Tanzanian agricultural equipment company

Agricom Africa Limited is a Tanzanian company that supplies agricultural machinery and farm equipment. The company was established in 2009 by Angelina Ngalula and is headquartered in Dar es Salaam. Its activities include distribution of tractors, power tillers, combine harvesters and agricultural implements and participation in agricultural-equipment financing programs.

== History ==
Agricom Africa was established in 2009 by Angelina Ngalula.

In 2013, Agricom was awarded a contract to supply fertiliser to the Western Tobacco Growers Cooperative Union (WETCU). The agreement covered 9,809.5 tonnes of NPK fertiliser and 2,526.45 tonnes of calcium ammonium nitrate fertiliser and was valued at approximately US$10.37 million. The procurement later became the subject of a government review after concerns were raised about the tender process.

In 2021, Agricom and LonAgro participated as equipment-supply partners in the Tanzania Agricultural Development Bank's Matrekta Loan programme. The programme provided financing for agricultural machinery including tractors, combine harvesters, planters and ploughs.

In June 2021, the Tanzania Agricultural Development Bank entered into arrangements with Agricom to finance agricultural machinery for which it reported that it had disbursed TSh12 billion for the purchase of 199 agricultural machines through its mechanization activities, including 90 tractors and 19 combine harvesters.

In June 2023, NMB Bank Tanzania entered into an agricultural equipment-financing arrangement with Agricom. Under the arrangement, farmers who qualified could get financing for tractors and other agricultural equipment from Agricom, with borrowers required to make a 20 per cent down payment and the bank financing the balance.

In August 2023 Stanbic Bank Tanzania signed a memorandum of understanding with Agricom on financing of agricultural machinery and equipment.

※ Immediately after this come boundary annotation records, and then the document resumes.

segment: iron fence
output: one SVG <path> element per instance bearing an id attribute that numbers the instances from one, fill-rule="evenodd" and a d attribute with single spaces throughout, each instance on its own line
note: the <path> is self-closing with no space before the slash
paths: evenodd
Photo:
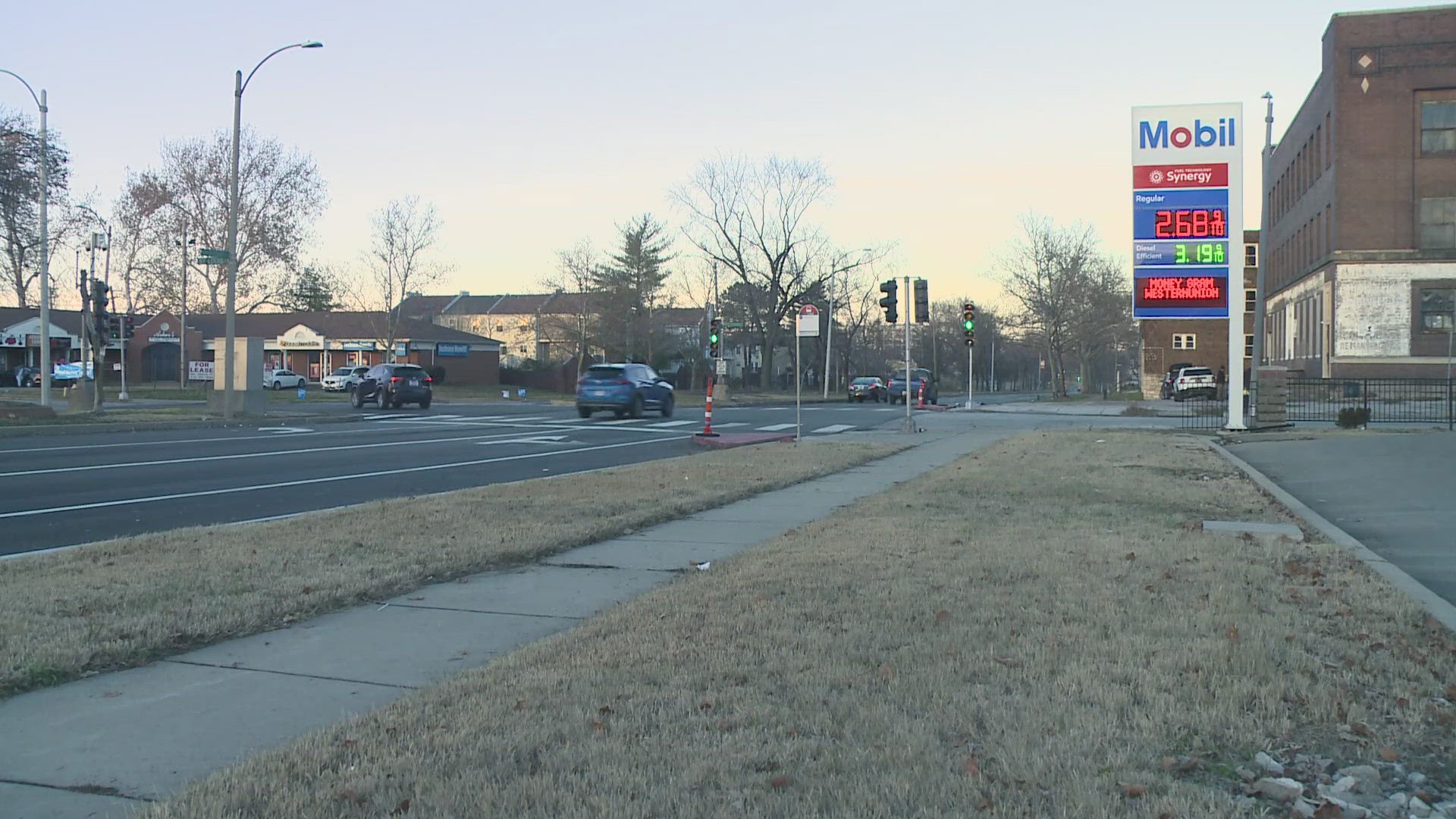
<path id="1" fill-rule="evenodd" d="M 1446 424 L 1453 414 L 1452 379 L 1290 379 L 1290 421 L 1337 421 L 1341 410 L 1364 410 L 1372 424 Z"/>

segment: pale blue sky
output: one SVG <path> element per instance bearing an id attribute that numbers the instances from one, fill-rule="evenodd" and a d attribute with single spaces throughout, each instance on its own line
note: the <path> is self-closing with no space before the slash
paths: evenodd
<path id="1" fill-rule="evenodd" d="M 265 66 L 243 121 L 314 156 L 312 256 L 352 261 L 368 214 L 418 194 L 457 265 L 440 290 L 526 291 L 581 238 L 652 211 L 705 157 L 821 159 L 843 246 L 897 242 L 933 297 L 986 278 L 1028 208 L 1128 255 L 1128 108 L 1262 102 L 1275 138 L 1335 12 L 1408 3 L 10 3 L 0 67 L 51 95 L 73 189 L 109 203 L 163 138 L 232 124 L 233 71 Z M 1213 12 L 1213 13 L 1210 13 Z M 236 16 L 236 19 L 230 19 Z M 0 76 L 0 103 L 31 108 Z M 1258 226 L 1258 197 L 1246 197 Z M 686 243 L 683 243 L 686 249 Z"/>

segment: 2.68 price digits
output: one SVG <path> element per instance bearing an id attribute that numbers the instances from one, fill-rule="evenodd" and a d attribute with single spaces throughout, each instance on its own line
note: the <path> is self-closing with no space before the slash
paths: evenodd
<path id="1" fill-rule="evenodd" d="M 1222 207 L 1153 211 L 1153 236 L 1158 239 L 1203 239 L 1229 235 Z"/>

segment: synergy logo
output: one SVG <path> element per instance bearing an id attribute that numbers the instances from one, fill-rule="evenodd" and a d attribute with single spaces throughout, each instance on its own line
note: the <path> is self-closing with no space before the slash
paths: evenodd
<path id="1" fill-rule="evenodd" d="M 1134 165 L 1133 188 L 1224 188 L 1226 162 L 1208 165 Z"/>
<path id="2" fill-rule="evenodd" d="M 1169 130 L 1168 119 L 1159 119 L 1156 124 L 1143 119 L 1137 124 L 1137 147 L 1230 147 L 1235 144 L 1235 134 L 1238 128 L 1233 117 L 1226 119 L 1220 117 L 1217 128 L 1206 125 L 1203 119 L 1194 119 L 1192 128 L 1179 125 Z"/>

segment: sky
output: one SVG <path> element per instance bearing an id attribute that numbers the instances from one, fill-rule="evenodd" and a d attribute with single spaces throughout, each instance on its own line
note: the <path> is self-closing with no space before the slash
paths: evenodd
<path id="1" fill-rule="evenodd" d="M 1028 211 L 1130 256 L 1134 105 L 1242 102 L 1258 227 L 1259 98 L 1274 95 L 1277 141 L 1329 16 L 1409 3 L 1158 6 L 57 0 L 6 9 L 0 68 L 47 89 L 73 194 L 111 203 L 163 140 L 232 127 L 234 70 L 322 41 L 269 60 L 243 96 L 243 122 L 328 182 L 306 256 L 357 264 L 370 216 L 418 195 L 444 220 L 441 293 L 539 290 L 558 251 L 610 249 L 633 216 L 676 233 L 668 191 L 703 160 L 776 154 L 828 169 L 812 217 L 839 246 L 893 246 L 932 299 L 994 305 Z M 0 105 L 33 114 L 3 74 Z"/>

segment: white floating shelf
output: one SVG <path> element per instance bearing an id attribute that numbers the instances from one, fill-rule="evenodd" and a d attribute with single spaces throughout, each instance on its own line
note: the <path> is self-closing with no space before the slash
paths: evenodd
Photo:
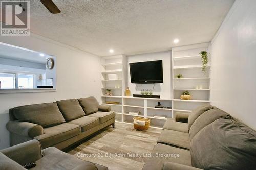
<path id="1" fill-rule="evenodd" d="M 174 57 L 174 60 L 194 59 L 200 58 L 201 55 L 187 56 Z"/>
<path id="2" fill-rule="evenodd" d="M 122 79 L 118 79 L 118 80 L 101 80 L 101 81 L 103 81 L 103 82 L 114 81 L 122 81 Z"/>
<path id="3" fill-rule="evenodd" d="M 187 102 L 203 102 L 210 103 L 210 101 L 202 100 L 183 100 L 183 99 L 174 99 L 174 101 Z"/>
<path id="4" fill-rule="evenodd" d="M 122 72 L 122 70 L 116 69 L 116 70 L 108 70 L 106 71 L 101 72 L 101 73 L 103 74 L 109 74 L 112 73 L 118 73 L 118 72 Z"/>
<path id="5" fill-rule="evenodd" d="M 188 69 L 188 68 L 202 68 L 202 65 L 180 65 L 174 66 L 174 69 Z M 207 66 L 207 67 L 209 66 Z"/>
<path id="6" fill-rule="evenodd" d="M 174 78 L 174 80 L 193 80 L 193 79 L 210 79 L 208 77 L 192 77 L 187 78 Z"/>
<path id="7" fill-rule="evenodd" d="M 182 110 L 182 109 L 173 109 L 173 111 L 178 111 L 180 112 L 191 112 L 192 110 Z"/>
<path id="8" fill-rule="evenodd" d="M 110 106 L 122 106 L 122 104 L 108 104 L 108 103 L 102 103 L 102 105 L 110 105 Z"/>
<path id="9" fill-rule="evenodd" d="M 154 116 L 152 116 L 152 115 L 150 115 L 149 116 L 147 116 L 146 118 L 153 118 L 153 119 L 158 119 L 158 120 L 167 120 L 167 118 L 158 118 L 158 117 L 154 117 Z"/>
<path id="10" fill-rule="evenodd" d="M 102 89 L 121 89 L 121 88 L 115 88 L 115 87 L 102 87 Z"/>
<path id="11" fill-rule="evenodd" d="M 102 95 L 102 98 L 122 98 L 121 96 L 115 96 L 115 95 Z"/>
<path id="12" fill-rule="evenodd" d="M 174 88 L 174 90 L 210 90 L 210 89 L 196 89 L 195 88 Z"/>
<path id="13" fill-rule="evenodd" d="M 144 115 L 132 115 L 132 114 L 130 114 L 129 113 L 123 113 L 123 114 L 130 116 L 144 117 Z"/>
<path id="14" fill-rule="evenodd" d="M 172 111 L 172 109 L 168 109 L 168 108 L 156 108 L 153 107 L 147 107 L 147 109 L 155 109 L 155 110 L 168 110 L 168 111 Z"/>
<path id="15" fill-rule="evenodd" d="M 110 66 L 110 65 L 122 65 L 122 63 L 106 63 L 106 64 L 101 64 L 103 66 Z"/>
<path id="16" fill-rule="evenodd" d="M 144 108 L 144 106 L 140 106 L 126 105 L 123 105 L 123 106 L 125 106 L 125 107 L 137 107 L 137 108 Z"/>

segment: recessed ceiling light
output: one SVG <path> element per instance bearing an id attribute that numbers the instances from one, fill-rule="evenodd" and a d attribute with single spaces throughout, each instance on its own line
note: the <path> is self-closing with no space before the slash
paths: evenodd
<path id="1" fill-rule="evenodd" d="M 179 41 L 180 41 L 180 40 L 179 40 L 179 39 L 178 39 L 178 38 L 176 38 L 176 39 L 174 39 L 174 42 L 175 43 L 176 43 L 176 44 L 177 44 L 177 43 L 178 43 L 178 42 L 179 42 Z"/>

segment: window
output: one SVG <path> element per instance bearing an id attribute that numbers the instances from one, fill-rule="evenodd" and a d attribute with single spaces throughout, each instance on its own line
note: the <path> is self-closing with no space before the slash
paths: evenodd
<path id="1" fill-rule="evenodd" d="M 18 88 L 33 88 L 34 75 L 18 74 Z"/>
<path id="2" fill-rule="evenodd" d="M 32 74 L 0 72 L 0 88 L 34 88 L 35 77 Z"/>
<path id="3" fill-rule="evenodd" d="M 15 88 L 15 74 L 0 72 L 0 88 Z"/>

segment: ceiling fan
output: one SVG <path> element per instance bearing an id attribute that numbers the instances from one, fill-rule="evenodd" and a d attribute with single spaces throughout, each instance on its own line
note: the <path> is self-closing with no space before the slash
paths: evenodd
<path id="1" fill-rule="evenodd" d="M 48 10 L 53 14 L 60 13 L 60 10 L 52 0 L 40 0 Z"/>

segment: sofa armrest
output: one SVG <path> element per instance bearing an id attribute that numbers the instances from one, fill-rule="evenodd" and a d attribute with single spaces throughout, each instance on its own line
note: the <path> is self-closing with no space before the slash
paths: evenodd
<path id="1" fill-rule="evenodd" d="M 0 150 L 10 159 L 24 166 L 35 162 L 42 157 L 41 144 L 37 140 L 32 140 Z"/>
<path id="2" fill-rule="evenodd" d="M 41 125 L 29 122 L 9 121 L 6 128 L 13 133 L 32 138 L 44 134 L 44 129 Z"/>
<path id="3" fill-rule="evenodd" d="M 189 113 L 177 112 L 175 113 L 175 121 L 187 123 Z"/>
<path id="4" fill-rule="evenodd" d="M 111 111 L 111 107 L 109 106 L 101 105 L 99 106 L 99 111 L 101 112 L 110 112 Z"/>
<path id="5" fill-rule="evenodd" d="M 192 166 L 182 165 L 181 164 L 173 163 L 170 162 L 165 162 L 162 170 L 200 170 L 202 169 L 197 168 Z"/>

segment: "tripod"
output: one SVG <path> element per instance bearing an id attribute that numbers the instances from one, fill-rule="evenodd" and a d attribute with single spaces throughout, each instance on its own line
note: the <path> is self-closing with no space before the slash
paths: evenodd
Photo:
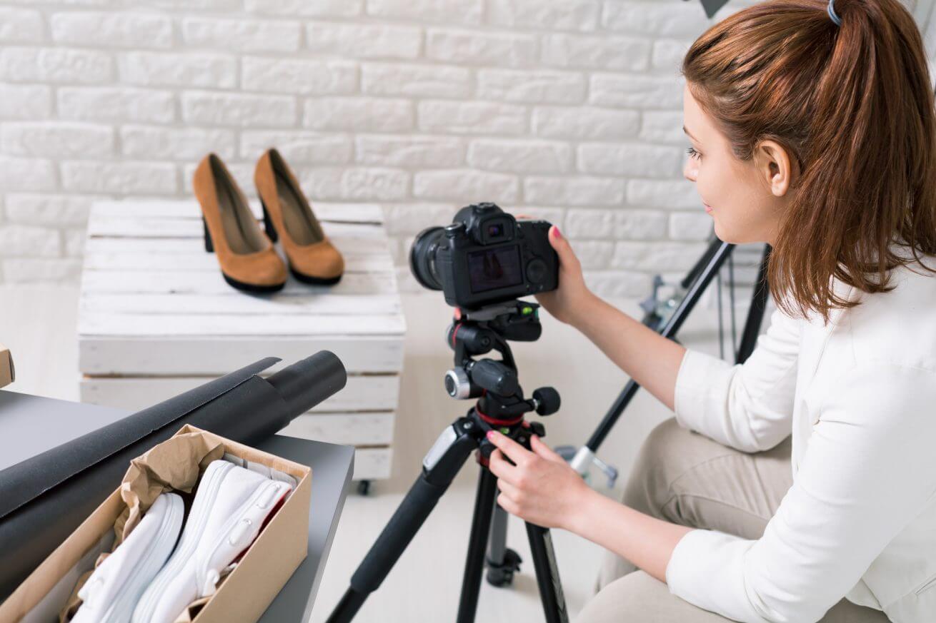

In August 2024, President Samia Suluhu Hassan laid the foundation stone for a planned tractor assembly plant in Dodoma involving Agricom and Indian agricultural equipment manufacturer Mahindra & Mahindra.The event coincided with the handover of 500 tractors, 800 power tillers and other agricultural equipment under Tanzania's agricultural mechanization programme. The project was part of Tanzania's broader agriculture-mechanization program and included plans for machinery leasing centers for farmers.

== Operations ==
Agricom supplies machinery and implements used for agricultural production. Equipment documented in programmes involving the company includes tractors, power tillers, combine harvesters, planters and ploughs.

The company also provides agricultural equipment through financing arrangements involving financial institutions. Its documented financing partners have included the Tanzania Agricultural Development Bank, NMB Bank Tanzania and Stanbic Bank Tanzania.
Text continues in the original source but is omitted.